Why wasn't that enough? Why wasn't our love enough to keep her here? She'd have had the best life, she'd have her barbie dream house with a working elevator, she'd have had the newest American Girl doll if she'd wanted it, she'd have had the world if she'd have asked. Most importantly though she'd have all my love and all of Christians love and that should've been enough. It needed to be enough. We needed it to be enough. I need it to be enough. Why isn't it enough? 

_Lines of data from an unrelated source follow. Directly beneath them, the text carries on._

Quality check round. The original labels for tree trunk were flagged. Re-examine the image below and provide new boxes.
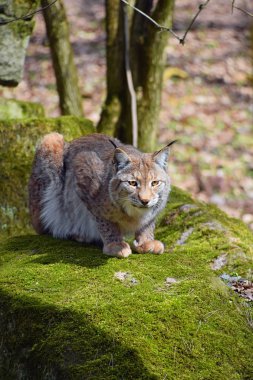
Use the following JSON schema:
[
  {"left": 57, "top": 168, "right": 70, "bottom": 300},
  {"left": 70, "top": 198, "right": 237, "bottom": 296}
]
[
  {"left": 99, "top": 0, "right": 174, "bottom": 151},
  {"left": 41, "top": 0, "right": 83, "bottom": 116},
  {"left": 97, "top": 0, "right": 126, "bottom": 136}
]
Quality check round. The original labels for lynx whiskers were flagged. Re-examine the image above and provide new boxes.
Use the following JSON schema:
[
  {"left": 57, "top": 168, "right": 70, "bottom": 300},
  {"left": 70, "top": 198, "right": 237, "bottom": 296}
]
[{"left": 29, "top": 133, "right": 176, "bottom": 257}]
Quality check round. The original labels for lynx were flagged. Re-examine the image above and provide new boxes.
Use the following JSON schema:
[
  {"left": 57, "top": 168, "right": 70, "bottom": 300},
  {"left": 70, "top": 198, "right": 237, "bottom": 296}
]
[{"left": 29, "top": 132, "right": 174, "bottom": 258}]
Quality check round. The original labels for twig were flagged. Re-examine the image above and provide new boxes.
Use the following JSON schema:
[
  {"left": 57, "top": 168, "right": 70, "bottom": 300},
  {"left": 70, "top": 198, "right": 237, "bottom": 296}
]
[
  {"left": 0, "top": 0, "right": 57, "bottom": 26},
  {"left": 121, "top": 0, "right": 180, "bottom": 41},
  {"left": 231, "top": 0, "right": 235, "bottom": 14},
  {"left": 123, "top": 5, "right": 138, "bottom": 148},
  {"left": 233, "top": 5, "right": 253, "bottom": 17},
  {"left": 121, "top": 0, "right": 210, "bottom": 45},
  {"left": 180, "top": 0, "right": 210, "bottom": 45}
]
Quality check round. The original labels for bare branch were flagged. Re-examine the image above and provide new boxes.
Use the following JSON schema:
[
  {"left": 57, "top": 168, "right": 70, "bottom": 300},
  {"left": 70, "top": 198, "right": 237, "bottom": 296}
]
[
  {"left": 231, "top": 0, "right": 235, "bottom": 13},
  {"left": 233, "top": 5, "right": 253, "bottom": 17},
  {"left": 180, "top": 0, "right": 210, "bottom": 45},
  {"left": 121, "top": 0, "right": 180, "bottom": 41},
  {"left": 0, "top": 0, "right": 57, "bottom": 26},
  {"left": 121, "top": 0, "right": 210, "bottom": 45}
]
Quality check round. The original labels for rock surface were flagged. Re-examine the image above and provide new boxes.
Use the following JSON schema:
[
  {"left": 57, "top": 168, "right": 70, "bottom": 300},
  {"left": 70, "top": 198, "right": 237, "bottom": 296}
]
[
  {"left": 0, "top": 99, "right": 45, "bottom": 120},
  {"left": 0, "top": 189, "right": 253, "bottom": 380}
]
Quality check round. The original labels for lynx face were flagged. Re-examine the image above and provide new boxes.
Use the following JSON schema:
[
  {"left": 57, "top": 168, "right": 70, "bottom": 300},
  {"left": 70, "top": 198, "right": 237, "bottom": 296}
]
[{"left": 110, "top": 148, "right": 170, "bottom": 216}]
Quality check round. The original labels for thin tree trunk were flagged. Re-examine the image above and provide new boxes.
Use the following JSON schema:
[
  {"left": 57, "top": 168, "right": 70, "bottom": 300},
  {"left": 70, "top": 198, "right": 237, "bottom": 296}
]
[
  {"left": 131, "top": 0, "right": 174, "bottom": 151},
  {"left": 41, "top": 0, "right": 83, "bottom": 116},
  {"left": 99, "top": 0, "right": 174, "bottom": 151},
  {"left": 97, "top": 0, "right": 126, "bottom": 136}
]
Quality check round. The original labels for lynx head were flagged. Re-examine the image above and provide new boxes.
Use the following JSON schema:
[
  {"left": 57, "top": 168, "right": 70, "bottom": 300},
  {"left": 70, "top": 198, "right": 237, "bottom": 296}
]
[{"left": 110, "top": 141, "right": 174, "bottom": 216}]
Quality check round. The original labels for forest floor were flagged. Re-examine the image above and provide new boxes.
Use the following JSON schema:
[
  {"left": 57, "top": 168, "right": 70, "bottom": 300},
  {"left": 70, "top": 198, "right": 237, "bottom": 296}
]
[{"left": 0, "top": 0, "right": 253, "bottom": 229}]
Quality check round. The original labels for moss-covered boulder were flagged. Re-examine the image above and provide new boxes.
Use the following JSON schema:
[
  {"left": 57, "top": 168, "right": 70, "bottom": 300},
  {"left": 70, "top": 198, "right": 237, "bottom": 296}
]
[
  {"left": 0, "top": 0, "right": 39, "bottom": 86},
  {"left": 0, "top": 190, "right": 253, "bottom": 380},
  {"left": 0, "top": 99, "right": 45, "bottom": 120},
  {"left": 0, "top": 116, "right": 94, "bottom": 234}
]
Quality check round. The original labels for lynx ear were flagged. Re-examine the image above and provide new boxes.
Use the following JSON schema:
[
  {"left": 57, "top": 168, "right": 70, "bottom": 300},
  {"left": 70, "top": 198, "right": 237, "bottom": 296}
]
[
  {"left": 153, "top": 140, "right": 177, "bottom": 169},
  {"left": 114, "top": 148, "right": 131, "bottom": 170}
]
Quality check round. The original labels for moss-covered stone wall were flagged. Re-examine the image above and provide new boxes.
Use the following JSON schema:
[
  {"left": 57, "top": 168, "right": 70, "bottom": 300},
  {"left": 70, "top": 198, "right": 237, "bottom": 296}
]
[
  {"left": 0, "top": 189, "right": 253, "bottom": 380},
  {"left": 0, "top": 99, "right": 45, "bottom": 120},
  {"left": 0, "top": 0, "right": 40, "bottom": 86},
  {"left": 0, "top": 116, "right": 94, "bottom": 234}
]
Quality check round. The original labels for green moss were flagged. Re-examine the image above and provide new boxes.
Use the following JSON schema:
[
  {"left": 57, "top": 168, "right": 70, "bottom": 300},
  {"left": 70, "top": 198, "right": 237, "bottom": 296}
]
[
  {"left": 0, "top": 99, "right": 45, "bottom": 120},
  {"left": 0, "top": 189, "right": 253, "bottom": 380},
  {"left": 0, "top": 116, "right": 94, "bottom": 234}
]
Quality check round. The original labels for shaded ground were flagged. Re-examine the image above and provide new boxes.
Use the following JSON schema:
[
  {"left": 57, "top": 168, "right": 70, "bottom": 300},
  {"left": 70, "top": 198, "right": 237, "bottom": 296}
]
[{"left": 0, "top": 0, "right": 253, "bottom": 228}]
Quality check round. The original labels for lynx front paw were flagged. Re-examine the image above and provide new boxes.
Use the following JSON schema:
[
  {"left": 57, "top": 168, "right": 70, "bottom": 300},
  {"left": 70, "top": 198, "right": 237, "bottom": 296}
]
[
  {"left": 103, "top": 241, "right": 132, "bottom": 258},
  {"left": 134, "top": 240, "right": 164, "bottom": 255}
]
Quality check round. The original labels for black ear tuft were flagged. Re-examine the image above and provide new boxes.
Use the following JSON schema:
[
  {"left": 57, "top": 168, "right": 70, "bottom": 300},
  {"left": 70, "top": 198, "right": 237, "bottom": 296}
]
[
  {"left": 114, "top": 148, "right": 131, "bottom": 170},
  {"left": 153, "top": 140, "right": 177, "bottom": 169},
  {"left": 109, "top": 139, "right": 118, "bottom": 149}
]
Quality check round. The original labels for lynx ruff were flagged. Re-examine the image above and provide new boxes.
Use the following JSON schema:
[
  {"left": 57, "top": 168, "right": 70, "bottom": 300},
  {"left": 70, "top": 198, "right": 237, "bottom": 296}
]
[{"left": 29, "top": 133, "right": 174, "bottom": 257}]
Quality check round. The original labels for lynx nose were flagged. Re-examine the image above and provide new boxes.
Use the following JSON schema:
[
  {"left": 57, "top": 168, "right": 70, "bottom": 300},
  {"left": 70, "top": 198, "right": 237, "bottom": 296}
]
[{"left": 140, "top": 199, "right": 149, "bottom": 206}]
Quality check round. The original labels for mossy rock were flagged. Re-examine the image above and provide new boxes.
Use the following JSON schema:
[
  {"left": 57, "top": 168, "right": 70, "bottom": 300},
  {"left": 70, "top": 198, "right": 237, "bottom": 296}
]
[
  {"left": 0, "top": 189, "right": 253, "bottom": 380},
  {"left": 0, "top": 99, "right": 45, "bottom": 120},
  {"left": 0, "top": 116, "right": 94, "bottom": 234},
  {"left": 0, "top": 0, "right": 39, "bottom": 86}
]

Sucking in a sharp breath I just freeze in place sobbing as I hold my baby thinking about everything. I'll never get to change her diaper, I'll never feed her, I'll never bathe her, I'll never get to swaddle her up for bed, I'll never get to put her to bed, I'll never get to hold her for hours as she sleeps just staring at how beautiful she is. I'll never get to brush her hair or hold her hand as I take her to her first day of school. I'll never get to hang her drawings no matter how bad on my fridge and make sure she knows how proud of her I am and how awesome she did. I'll never get to be the tooth fairy or Santa or the Easter bunny for her. I'll never get to see her on Christmas day finding all of her presents and the milk and cookies gone. I'll never get to go to her school plays, recitals, and concerts. I'll never get to see and hear what she wants to be when she grows up or see what sports she wants to play. If it's softball or baseball like her dad, or something completely different. I'll never get to help her with relationship advice, or see what she wears to prom or graduate high school. I'll never get to experience being a mom. I'll never just get to be her mom. I carried her and loved her for nine months preparing for her to get here and for her to come home and now, I'll never get to. I'll never get to take her home, and that kills me.